The pull-up resistor for I2C signals also cannot be too small. If it is too small, when the I2C pin outputs a low level, the current flowing into the I2C pin of the chip will increase, which may cause the low level of the I2C signal line to rise, and excessive IO current could potentially damage the chip.

Generally, we require that when the I2C pin is at a low level, the current flowing through the I2C pin of the chip should be less than 3mA. So if we are pulling up to 3.3V, the resistor must satisfy R>(3.3-VoL)l3KΩ=0.96KΩ, where VoL is the maximum voltage when the I2C pin is low, generally about 0.4V. Combining this with the previous formula allows us to determine the range of values for the pull-up resistor.

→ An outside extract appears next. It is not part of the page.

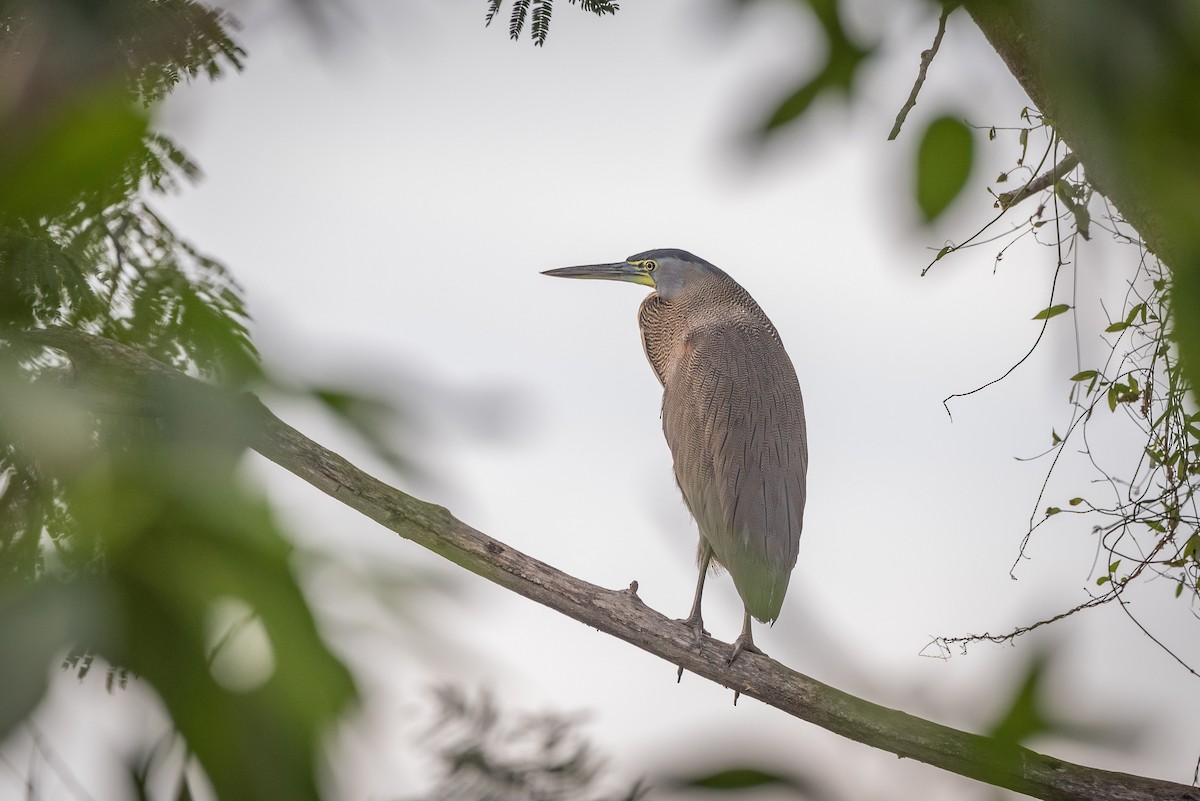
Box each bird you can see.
[543,248,808,661]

The power supply voltage determines the minimum value of the pull-up resistor, while the bus load capacitance determines the maximum value of the pull-up resistor.

Commonly used values for I2C signal pull-up resistors are 4.7K, generally less than 10K and greater than 1K. If the I2C bus is relatively long and has many devices, the resistance can be lowered appropriately.

If many I2C devices are connected to the I2C bus, do we need to add a pull-up resistor for each I2C device?

The answer is no. We only need to add a pull-up resistor at appropriate locations along the SDA and SCL lines. If each device has a pull-up, it will be like these resistors are in parallel, reducing the overall resistance value. There are generally no specific requirements for the locations of the pull-up resistors, but they are usually placed at the end of the I2C line.